2. The method of claim 1 , wherein the essential criteria comprise one or more of the following: college degree, years of experience, and job location.
3. The method of claim 2 , wherein the optimal criteria comprise years of experience.
4. The method of claim 1 , wherein the optimal criteria comprise a plurality of criteria.
5. The method of claim 5 , wherein the ranking step comprises performing a weighting algorithm using the optimal criteria to generate a score for each candidate in the first dataset.
6. The method of claim 1 , wherein M is predetermined by a user.
7. The method of claim 1 , wherein the first computing device is a mobile device.
8. The method of claim 1 , wherein the transmitting comprises providing a web page.
9. The method of claim 1 , wherein the transmitting comprises sending an MMS or SMS message.
10. The method of claim 1 , further comprising authenticating the employer by an authentication service running on the second computing device.
11. A method of identifying top job opportunities for a candidate, comprising:
identifying, by a first computing device, essential criteria and optimal criteria for a job opportunity;
identifying, by a data extraction service running on a second computing device, a set of job opportunities that satisfy the essential criteria to generate a first dataset;
ranking, by the data extraction service, job opportunities within the first dataset based on the optimal criteria; and
transmitting, by the second computing device to the first computing device, a list of the top N job opportunities from the ranking step, where N is an integer;
displaying, by the first computing device, the top N job opportunities.
12. The method of claim 11 , wherein the essential criteria comprise one or more of the following: salary, health insurance, and job location.
13. The method of claim 12 , wherein the optimal criteria comprises: salary.
14. The method of claim 11 , wherein the optimal criteria comprises a plurality of criteria.
15. The method of claim 15 , wherein the ranking step comprises performing a weighting algorithm using the optimal criteria to generate a score for each job opportunity in the first dataset.
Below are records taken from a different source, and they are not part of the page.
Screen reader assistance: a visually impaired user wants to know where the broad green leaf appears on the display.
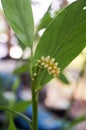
[1,0,34,47]
[0,106,32,126]
[58,73,69,84]
[13,62,30,74]
[38,5,52,30]
[8,118,16,130]
[34,0,86,85]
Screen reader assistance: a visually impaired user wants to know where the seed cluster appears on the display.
[33,56,60,80]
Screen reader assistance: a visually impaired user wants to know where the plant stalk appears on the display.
[32,84,38,130]
[30,48,38,130]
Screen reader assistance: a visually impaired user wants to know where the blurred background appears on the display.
[0,0,86,130]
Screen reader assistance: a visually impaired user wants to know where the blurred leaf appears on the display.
[34,0,86,85]
[0,106,32,125]
[8,118,16,130]
[12,77,20,92]
[13,101,31,112]
[65,116,86,130]
[58,73,70,84]
[13,63,29,74]
[1,0,34,47]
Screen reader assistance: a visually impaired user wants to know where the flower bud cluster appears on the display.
[33,56,60,78]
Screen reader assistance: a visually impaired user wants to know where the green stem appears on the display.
[30,48,38,130]
[32,83,38,130]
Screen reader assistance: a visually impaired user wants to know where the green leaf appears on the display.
[38,5,52,30]
[33,0,86,85]
[13,62,30,74]
[58,73,69,84]
[8,118,16,130]
[0,106,32,126]
[1,0,34,47]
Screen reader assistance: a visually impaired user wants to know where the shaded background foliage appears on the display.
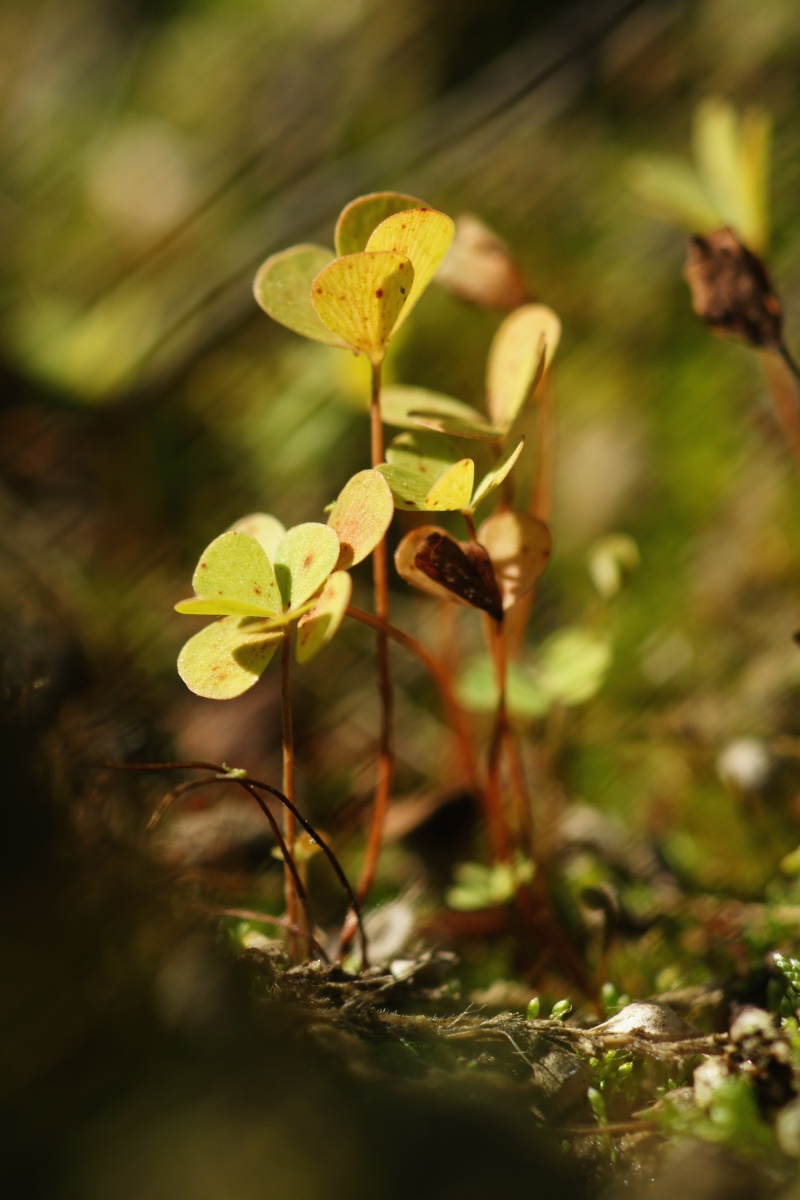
[0,0,800,1195]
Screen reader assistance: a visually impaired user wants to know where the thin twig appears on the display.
[239,779,316,961]
[98,761,368,968]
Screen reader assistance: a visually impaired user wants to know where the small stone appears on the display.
[591,1001,700,1042]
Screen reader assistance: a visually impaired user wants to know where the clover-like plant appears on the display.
[176,192,581,979]
[175,470,393,944]
[254,192,455,934]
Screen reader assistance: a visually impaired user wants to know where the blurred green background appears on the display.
[0,0,800,1196]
16. The method of claim 11 , wherein N is predetermined by the candidate.
17. The method of claim 11 , wherein the computing device is a mobile device.
18. The method of claim 11 , wherein the transmitting comprises providing a web page.
19. The method of claim 11 , wherein the transmitting comprises sending an MMS or SMS message.
20. The method of claim 11 , further comprising authenticating the candidate by an authentication service running on the second computing device.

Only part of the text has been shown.